Prasad Pandit <ppan...@redhat.com> writes:

> On Thu, 20 Mar 2025 at 20:15, Fabiano Rosas <faro...@suse.de> wrote:
>> Technically both can happen. But that would just be the case of
>> file:fdset migration which requires an extra fd for O_DIRECT. So
>> "multiple" in the usual sense of "more is better" is only
>> fd-per-thread. IOW, using multiple fds is an implementation detail IMO,
>> what people really care about is medium saturation, which we can only
>> get (with multifd) via parallelization.
>
> * I see. Multifd is essentially multiple threads = thread pool then.
>

Yes, that's what I'm trying to convey with the first
sentence. Specifically to dispel any misconceptions that this is
something esoteric. It's not. We're just using multiple threads with
some custom locking and some callbacks.

`migrate-set-capability
multiple-threads-with-some-custom-locking-and-some-callbacks true`

...doesn't work that well =)

>> > Because doing migration via QMP commands is not as
>> > straightforward, I wonder who might do that and why.
>> >
>>
>> All of QEMU developers, libvirt developers, cloud software developers,
>> kernel developers etc.
>
> * Really? That must be using QMP apis via libvirt/virsh kind of tools
> I guess. Otherwise how does one follow above instructions to enable
> 'multifd' and set number of channels on both source and destination
> machines? User has to open QMP shell on two machines and invoke QMP
> commands?
>

Well, I can't speak for everyone, of course, but generally the less
layers on top of the object of your work the better. I don't even have
libvirt installed on my development machine for instance.
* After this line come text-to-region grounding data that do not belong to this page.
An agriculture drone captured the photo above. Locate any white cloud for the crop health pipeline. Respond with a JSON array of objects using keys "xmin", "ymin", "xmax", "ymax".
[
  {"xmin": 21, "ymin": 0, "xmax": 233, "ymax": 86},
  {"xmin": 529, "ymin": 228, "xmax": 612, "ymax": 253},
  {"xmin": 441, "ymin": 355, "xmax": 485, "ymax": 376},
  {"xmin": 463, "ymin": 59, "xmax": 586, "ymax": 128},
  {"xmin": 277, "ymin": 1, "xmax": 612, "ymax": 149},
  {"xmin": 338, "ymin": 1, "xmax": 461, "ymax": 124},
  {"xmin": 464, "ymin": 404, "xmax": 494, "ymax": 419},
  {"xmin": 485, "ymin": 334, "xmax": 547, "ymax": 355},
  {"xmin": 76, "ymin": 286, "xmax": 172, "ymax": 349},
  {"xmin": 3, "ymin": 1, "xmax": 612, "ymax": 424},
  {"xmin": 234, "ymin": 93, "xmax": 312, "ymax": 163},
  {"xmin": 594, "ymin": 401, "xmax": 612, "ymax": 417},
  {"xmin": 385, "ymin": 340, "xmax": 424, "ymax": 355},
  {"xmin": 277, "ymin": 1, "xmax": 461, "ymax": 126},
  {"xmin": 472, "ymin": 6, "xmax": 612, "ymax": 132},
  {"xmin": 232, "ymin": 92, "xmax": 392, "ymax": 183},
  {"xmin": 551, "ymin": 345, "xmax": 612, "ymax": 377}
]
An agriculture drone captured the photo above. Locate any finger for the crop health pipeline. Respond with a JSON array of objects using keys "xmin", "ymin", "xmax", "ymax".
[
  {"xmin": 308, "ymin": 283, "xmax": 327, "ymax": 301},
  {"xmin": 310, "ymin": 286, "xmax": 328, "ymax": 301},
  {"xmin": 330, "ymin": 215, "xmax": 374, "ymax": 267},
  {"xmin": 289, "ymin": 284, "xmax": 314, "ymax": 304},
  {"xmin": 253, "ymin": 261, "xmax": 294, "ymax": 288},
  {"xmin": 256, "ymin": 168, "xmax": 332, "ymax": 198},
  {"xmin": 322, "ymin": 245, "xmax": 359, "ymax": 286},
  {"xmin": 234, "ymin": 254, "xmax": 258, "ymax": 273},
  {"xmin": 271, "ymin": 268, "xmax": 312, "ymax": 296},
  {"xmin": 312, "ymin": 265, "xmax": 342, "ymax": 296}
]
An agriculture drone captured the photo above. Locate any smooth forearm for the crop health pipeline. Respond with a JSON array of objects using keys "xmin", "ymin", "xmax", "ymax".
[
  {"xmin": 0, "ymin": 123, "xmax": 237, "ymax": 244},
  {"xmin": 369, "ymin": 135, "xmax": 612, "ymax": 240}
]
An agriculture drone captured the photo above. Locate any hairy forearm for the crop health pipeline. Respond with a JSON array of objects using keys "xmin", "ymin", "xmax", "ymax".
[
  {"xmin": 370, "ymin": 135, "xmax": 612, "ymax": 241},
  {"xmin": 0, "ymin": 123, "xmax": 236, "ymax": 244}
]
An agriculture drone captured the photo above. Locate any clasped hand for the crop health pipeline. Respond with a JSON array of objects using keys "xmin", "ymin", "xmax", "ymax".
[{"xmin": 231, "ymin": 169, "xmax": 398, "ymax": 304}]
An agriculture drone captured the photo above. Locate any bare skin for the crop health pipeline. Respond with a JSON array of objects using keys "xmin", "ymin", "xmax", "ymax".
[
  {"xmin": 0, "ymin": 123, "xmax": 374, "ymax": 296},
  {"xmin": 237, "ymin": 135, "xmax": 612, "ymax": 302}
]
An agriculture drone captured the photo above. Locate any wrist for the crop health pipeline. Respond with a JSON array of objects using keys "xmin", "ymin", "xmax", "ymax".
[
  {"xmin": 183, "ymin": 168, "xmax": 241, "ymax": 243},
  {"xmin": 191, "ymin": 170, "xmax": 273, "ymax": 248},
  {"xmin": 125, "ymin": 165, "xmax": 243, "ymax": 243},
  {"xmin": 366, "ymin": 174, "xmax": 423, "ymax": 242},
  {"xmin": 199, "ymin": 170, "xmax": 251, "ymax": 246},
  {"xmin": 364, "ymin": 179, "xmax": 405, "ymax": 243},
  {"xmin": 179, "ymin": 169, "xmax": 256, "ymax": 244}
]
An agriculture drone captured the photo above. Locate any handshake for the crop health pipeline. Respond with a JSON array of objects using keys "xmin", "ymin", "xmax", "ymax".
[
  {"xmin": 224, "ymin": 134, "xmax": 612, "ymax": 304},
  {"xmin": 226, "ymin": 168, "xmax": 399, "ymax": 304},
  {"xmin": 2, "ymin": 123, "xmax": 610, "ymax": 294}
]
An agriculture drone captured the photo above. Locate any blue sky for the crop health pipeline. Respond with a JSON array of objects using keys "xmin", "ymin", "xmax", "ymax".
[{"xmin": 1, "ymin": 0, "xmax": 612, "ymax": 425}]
It's convenient to deal directly with QEMU command line and QMP because
that usually gives you a faster turnaround when experimenting with
various command lines/commands.

There are also setups that don't want to bring in too many dependencies,
so having a full libvirt installation is not wanted. There's a bunch of
little tools out there that invoke QEMU and give it QMP commands
directly.

There are several ways of accessing QMP, some examples I have lying
around:

==
  $QEMU ... -qmp unix:${SRC_SOCK},server,wait=off

  echo "
       { 'execute': 'qmp_capabilities' }
       { 'execute': 'migrate-set-capabilities','arguments':{ 'capabilities':[ \
       { 'capability': 'mapped-ram', 'state': true }, \
       { 'capability': 'multifd', 'state': true } \
       ] } }
       { 'execute': 'migrate-set-parameters','arguments':{ 'multifd-channels': 
8 } }
       { 'execute': 'migrate-set-parameters','arguments':{ 'max-bandwidth': 0 } 
}
       { 'execute': 'migrate-set-parameters','arguments':{ 'direct-io': true } }
       { 'execute': 'migrate${incoming}','arguments':{ 'uri': 'file:$MIGFILE' } 
}
       " | nc -NU $SRC_SOCK
==
(echo "migrate_set_capability x-ignore-shared on"; echo
"migrate_set_capability validate-uuid on"; echo "migrate
exec:cat>migfile-s390x"; echo "quit") | ./qemu-system-s390x -bios
/tmp/migration-test-16K1Z2/bootsect -monitor stdio
==
$QEMU ... -qmp unix:${DST_SOCK},server,wait=off
./qemu/scripts/qmp/qmp-shell $DST_SOCK
==
$QEMU ...
C-a c
(qemu) info migrate

>> > * So multifd mechanism can be used to transfer non-ram data as well? I
>> > thought it's only used for RAM migration. Are device/gpu states etc
>> > bits also transferred via multifd threads?
>> >
>> device state migration with multifd has been merged for 10.0
>>
>> <rant>
>> If it were up to me, we'd have a pool of multifd threads that transmit
>> everything migration-related.
>
> * Same my thought: If multifd is to be used for all data, why not use
> the existing QEMU thread pool  OR  make it a migration thread pool.
> IIRC, there is also some discussion about having a thread pool for
> VFIO or GPU state transfer. Having so many different thread pools does
> not seem right.
>

To be clear, multifd is not meant to transfer all data. It was designed
to transfer RAM pages and later got extended to deal with VFIO device
state. It _could_ be further extended for all device states (vmstate)
and it _could_ be further extended to handle control messages from the
main migration thread (QEMU_VM_*, postcopy commands, etc). My opinion is
that it would be interesting to have this kind of flexibility (at some
point). But it might turn out that it doesn't make sense technically,
it's costly in terms of development time, etc.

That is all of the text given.